F' U R U' D2 L2 F B' R L' F' U L U' F2 R2 B2 L2 U' R2 F2 D2 F2 R2 F' U R

U R D' // EO (3/3)
B' R2 F2 D2 L' R2 B // DR (7/10)
F2 L' D2 L' // HTR (4/14)
U2 L2 U2 // all but 2 edges 2 edges (3/17)


versus the same 13 moves

U R D' // EO (3/3)
B' R2 F2 D2 L' R2 B // DR (7/10)
F2 L' D2 L // HTR (4/14)
R2 D2 R2 U2 // finish (4/18)


Another example: F' U R D' B2 U L' B U F2 U2 L2 B' R2 F D2 B' D2 B2 L2 R F' U R

B U D R // EO (4/4)
U B2 L2 D F // DR (5/9)
D B2 U R2 F2 U R2 U' // HTR (8/17)
R2 U2 L2 U2 // all but last 3 edges (4/21)


versus the same 9 moves

B U D R // EO (4/4)
U B2 L2 D F // DR (5/9)
U R2 U F2 L2 U F2 D' // HTR (8/17)
L2 D2 L2 U2 // finish (4/21)
 
1st one:

Insertions. We just know a bunch of algs and insert them in a spot where they cancel a lot of moves.
This is especially effective post-HTR since you only have 6 possible moves and a lot of symmetry.

L' U2 * L2 U2 // all but 2 edges 2 edges (3/17)

Insert at * = U2 L2 R2 D2 R2 L2 this is a very well known 2e2e algorithm.

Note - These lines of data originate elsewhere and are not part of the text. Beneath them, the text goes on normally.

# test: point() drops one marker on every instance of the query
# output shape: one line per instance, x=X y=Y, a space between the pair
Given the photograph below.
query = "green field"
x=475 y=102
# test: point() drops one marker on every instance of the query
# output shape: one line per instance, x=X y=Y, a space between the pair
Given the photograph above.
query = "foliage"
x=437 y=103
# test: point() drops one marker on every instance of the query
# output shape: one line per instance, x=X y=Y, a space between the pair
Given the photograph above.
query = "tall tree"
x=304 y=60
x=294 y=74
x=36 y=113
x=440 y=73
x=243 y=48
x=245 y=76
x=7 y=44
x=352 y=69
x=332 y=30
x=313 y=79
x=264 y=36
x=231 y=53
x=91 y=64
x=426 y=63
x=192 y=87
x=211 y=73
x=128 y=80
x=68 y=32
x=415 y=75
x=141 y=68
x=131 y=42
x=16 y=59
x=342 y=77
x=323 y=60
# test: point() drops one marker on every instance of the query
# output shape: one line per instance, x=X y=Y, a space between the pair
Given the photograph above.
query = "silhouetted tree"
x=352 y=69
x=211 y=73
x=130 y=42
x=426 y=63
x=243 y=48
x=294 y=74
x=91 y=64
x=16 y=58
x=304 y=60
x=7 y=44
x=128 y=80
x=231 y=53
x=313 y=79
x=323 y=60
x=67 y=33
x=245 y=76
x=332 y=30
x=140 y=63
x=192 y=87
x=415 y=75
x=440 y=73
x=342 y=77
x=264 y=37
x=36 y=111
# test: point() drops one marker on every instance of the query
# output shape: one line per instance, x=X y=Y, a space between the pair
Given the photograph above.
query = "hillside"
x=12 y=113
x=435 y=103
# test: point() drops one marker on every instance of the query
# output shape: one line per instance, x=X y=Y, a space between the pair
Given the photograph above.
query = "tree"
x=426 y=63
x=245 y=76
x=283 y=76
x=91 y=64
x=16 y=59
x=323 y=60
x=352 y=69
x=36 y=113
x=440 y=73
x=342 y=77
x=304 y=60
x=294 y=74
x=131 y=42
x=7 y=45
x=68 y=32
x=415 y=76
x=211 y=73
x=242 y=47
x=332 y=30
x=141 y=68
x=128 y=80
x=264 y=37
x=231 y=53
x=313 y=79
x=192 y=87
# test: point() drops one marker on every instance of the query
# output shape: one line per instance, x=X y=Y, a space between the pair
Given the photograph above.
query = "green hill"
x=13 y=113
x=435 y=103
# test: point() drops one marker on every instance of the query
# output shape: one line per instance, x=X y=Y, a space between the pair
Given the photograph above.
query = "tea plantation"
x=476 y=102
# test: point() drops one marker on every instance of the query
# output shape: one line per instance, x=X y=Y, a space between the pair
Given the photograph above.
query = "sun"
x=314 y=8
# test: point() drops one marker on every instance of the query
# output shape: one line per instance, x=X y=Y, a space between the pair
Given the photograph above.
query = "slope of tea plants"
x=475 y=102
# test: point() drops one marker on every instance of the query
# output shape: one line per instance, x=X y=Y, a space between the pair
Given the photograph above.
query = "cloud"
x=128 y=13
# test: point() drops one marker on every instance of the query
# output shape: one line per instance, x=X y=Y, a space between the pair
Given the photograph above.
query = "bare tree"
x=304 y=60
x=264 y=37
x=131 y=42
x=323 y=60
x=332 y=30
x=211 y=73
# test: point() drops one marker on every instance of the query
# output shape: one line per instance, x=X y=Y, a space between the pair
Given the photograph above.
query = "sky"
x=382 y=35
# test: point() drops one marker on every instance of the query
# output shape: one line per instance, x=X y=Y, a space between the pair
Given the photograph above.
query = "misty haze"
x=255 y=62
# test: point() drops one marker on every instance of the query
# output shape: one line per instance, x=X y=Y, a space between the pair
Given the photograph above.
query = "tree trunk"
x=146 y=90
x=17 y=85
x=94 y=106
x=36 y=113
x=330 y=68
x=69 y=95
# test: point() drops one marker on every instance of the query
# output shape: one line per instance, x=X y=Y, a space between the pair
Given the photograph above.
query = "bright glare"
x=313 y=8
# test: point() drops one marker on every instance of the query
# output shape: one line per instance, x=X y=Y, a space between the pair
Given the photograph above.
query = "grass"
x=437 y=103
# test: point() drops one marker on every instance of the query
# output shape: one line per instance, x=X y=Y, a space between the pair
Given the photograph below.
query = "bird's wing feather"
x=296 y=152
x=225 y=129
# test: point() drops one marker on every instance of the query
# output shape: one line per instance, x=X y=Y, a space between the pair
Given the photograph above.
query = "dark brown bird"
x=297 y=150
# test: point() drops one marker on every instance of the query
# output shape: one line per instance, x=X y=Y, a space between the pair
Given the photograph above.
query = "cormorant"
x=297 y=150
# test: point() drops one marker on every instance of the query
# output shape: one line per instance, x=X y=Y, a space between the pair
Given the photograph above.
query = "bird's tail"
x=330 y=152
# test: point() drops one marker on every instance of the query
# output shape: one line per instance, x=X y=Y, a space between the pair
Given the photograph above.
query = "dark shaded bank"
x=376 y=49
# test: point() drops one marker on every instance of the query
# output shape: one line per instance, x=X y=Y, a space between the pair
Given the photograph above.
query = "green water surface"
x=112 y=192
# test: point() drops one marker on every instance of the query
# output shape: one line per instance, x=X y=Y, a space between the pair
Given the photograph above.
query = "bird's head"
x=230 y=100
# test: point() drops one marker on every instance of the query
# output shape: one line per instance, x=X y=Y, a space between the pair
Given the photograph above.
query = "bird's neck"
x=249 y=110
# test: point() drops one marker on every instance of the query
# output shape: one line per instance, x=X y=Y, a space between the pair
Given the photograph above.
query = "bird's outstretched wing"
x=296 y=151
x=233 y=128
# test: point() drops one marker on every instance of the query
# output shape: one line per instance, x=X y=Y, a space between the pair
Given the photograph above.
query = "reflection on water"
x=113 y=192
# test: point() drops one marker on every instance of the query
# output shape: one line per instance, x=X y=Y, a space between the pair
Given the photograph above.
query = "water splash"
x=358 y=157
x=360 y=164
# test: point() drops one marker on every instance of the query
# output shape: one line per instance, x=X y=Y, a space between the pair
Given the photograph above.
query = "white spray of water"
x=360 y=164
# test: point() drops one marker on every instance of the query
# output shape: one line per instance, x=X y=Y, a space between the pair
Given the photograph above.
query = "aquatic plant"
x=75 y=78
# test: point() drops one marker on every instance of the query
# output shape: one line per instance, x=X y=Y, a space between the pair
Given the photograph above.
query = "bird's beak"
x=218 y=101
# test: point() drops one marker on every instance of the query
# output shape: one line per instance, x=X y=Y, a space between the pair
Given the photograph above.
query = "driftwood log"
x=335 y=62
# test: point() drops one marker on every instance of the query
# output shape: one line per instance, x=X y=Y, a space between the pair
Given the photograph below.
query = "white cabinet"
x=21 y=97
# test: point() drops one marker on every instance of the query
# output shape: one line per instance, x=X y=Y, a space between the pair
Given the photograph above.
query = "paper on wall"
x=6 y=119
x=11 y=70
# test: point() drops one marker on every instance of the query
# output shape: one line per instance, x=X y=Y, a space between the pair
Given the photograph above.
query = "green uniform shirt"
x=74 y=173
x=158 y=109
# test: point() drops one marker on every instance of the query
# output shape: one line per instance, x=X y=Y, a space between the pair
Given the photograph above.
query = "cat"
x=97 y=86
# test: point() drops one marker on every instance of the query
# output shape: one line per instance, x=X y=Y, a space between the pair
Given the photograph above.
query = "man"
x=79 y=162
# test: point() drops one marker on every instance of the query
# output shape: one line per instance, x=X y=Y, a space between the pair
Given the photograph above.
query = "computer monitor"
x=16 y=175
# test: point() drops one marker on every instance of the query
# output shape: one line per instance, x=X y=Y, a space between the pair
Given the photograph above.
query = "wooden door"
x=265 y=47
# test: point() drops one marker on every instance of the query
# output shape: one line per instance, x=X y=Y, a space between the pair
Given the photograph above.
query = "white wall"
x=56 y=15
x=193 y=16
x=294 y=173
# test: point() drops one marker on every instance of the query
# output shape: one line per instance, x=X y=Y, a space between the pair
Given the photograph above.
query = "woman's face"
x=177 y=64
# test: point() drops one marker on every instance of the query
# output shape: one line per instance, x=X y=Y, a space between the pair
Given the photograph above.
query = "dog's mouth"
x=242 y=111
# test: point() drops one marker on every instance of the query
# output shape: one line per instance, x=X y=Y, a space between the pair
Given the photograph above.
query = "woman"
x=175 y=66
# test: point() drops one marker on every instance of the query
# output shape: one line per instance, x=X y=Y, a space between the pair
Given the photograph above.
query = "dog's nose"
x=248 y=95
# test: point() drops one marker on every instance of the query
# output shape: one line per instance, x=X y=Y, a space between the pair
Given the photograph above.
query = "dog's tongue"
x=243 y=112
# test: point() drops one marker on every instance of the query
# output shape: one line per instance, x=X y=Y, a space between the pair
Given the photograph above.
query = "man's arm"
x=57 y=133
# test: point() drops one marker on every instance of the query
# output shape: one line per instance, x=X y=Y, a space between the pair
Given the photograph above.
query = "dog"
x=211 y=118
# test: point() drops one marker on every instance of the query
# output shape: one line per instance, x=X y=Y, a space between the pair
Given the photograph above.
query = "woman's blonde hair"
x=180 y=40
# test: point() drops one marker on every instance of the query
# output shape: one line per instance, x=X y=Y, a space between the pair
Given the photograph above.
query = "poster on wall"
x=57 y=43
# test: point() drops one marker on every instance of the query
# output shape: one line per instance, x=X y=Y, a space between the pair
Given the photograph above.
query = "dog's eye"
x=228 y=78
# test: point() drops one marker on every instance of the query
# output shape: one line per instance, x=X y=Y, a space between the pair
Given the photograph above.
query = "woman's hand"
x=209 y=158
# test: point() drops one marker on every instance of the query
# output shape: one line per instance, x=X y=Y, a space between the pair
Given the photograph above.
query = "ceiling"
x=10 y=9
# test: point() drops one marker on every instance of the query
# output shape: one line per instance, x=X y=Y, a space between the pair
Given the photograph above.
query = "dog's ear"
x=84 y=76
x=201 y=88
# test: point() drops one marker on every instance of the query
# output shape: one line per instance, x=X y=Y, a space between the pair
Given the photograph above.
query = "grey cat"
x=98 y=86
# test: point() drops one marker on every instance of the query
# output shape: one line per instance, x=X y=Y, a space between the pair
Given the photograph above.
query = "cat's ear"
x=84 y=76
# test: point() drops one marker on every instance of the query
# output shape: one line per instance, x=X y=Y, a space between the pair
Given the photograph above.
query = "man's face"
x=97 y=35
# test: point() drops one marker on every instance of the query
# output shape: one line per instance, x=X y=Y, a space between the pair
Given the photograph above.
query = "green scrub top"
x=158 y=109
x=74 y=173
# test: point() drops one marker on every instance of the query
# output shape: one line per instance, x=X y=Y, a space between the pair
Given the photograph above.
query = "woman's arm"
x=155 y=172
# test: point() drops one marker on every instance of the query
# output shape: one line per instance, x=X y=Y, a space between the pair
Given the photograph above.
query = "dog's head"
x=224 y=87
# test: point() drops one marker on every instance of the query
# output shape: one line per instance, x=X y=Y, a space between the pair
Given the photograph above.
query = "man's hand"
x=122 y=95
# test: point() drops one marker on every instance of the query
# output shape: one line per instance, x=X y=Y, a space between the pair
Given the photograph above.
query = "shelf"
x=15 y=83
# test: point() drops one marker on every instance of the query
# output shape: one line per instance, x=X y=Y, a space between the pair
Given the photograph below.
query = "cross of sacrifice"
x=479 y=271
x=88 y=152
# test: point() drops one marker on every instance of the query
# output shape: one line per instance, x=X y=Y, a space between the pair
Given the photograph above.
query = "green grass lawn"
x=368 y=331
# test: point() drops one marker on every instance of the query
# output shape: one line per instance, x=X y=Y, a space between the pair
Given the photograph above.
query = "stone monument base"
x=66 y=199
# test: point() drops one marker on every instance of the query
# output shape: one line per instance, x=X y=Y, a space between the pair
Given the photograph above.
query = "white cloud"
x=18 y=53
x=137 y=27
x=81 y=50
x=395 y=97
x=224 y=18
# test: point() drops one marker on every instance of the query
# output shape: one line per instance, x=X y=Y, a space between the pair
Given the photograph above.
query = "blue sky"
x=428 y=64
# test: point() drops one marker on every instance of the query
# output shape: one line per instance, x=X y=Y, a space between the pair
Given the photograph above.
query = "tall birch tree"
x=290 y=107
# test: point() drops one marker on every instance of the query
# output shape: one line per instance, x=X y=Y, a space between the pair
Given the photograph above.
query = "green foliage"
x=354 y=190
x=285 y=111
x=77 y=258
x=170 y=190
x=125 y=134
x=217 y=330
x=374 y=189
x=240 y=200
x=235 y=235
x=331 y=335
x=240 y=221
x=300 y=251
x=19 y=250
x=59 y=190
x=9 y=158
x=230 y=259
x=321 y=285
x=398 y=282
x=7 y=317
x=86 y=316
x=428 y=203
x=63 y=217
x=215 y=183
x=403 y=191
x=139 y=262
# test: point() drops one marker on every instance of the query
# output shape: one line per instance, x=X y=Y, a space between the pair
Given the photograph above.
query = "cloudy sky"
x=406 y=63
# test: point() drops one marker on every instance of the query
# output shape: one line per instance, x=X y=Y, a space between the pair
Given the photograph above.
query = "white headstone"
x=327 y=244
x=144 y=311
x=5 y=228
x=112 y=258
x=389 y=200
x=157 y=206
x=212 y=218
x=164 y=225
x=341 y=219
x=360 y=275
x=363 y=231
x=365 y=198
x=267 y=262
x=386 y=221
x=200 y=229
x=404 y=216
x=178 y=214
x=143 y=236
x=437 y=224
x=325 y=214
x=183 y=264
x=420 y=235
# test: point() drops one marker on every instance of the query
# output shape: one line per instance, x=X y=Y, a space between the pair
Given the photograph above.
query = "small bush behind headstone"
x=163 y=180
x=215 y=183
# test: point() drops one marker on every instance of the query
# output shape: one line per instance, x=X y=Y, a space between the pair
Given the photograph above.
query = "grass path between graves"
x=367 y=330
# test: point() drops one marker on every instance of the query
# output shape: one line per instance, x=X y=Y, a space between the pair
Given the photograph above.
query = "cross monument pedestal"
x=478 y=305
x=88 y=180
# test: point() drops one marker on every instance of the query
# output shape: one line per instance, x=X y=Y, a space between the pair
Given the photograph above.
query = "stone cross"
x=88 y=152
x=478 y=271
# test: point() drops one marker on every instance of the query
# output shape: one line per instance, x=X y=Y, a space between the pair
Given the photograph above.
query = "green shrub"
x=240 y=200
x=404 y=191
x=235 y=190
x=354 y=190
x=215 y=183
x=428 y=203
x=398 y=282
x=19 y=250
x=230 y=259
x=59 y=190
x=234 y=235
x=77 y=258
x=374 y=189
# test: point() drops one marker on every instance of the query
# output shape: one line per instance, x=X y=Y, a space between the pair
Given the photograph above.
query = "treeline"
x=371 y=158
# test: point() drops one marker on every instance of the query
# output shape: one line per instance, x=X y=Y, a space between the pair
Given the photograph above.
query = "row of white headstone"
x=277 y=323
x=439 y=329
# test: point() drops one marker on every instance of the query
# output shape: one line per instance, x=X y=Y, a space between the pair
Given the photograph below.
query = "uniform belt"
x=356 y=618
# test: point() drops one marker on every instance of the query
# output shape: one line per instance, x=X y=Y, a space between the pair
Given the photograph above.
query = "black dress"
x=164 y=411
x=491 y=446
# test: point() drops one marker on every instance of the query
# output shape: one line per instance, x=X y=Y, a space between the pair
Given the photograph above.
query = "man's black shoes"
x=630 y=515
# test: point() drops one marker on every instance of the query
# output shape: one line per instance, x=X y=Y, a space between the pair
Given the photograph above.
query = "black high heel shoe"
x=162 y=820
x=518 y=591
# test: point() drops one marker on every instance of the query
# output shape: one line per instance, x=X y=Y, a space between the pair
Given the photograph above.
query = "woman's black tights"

=> L' U2 U2 L2 R2 D2 R2 L2 L2 U2 //solved

Now just cancel move => L R2 D2 R2 U2

There are some algs to learn for these but less than you would think at first


2nd one:

Slightly different kind of insertion called slice insertion. This can be used to solve the "DR axis layer" usually in 0-1 moves.
What I mean is if you have DR on U/D you can leave E-layer unsolved and then take your solution post DR and insert E-slice moves there to solve it.
Inserting E-slice moves post-DR (assuming DR on U/D) only affects E-slice
This can be done either by brute force or something called slice theory (https://sebastiano.tronto.net/speedcubing/slice-theory/).

I would find this solution by just trying to widen all combinations of U and D layer moves post DR in order and seeing if it solves the cube.

D^ B2 U R2 F2 U R2 U'^ // HTR (8/17)
R2 U2^ L2 U2 // all but last 3 edges (4/21)

insert ^ = w (or if it is easier to think about this way: insert E at first and second ^ and E2 at last ^)

Dw B2 U R2 F2 U R2 Uw' // HTR (8/17)
R2 Uw2 L2 U2 // all but last 3 edges (4/21)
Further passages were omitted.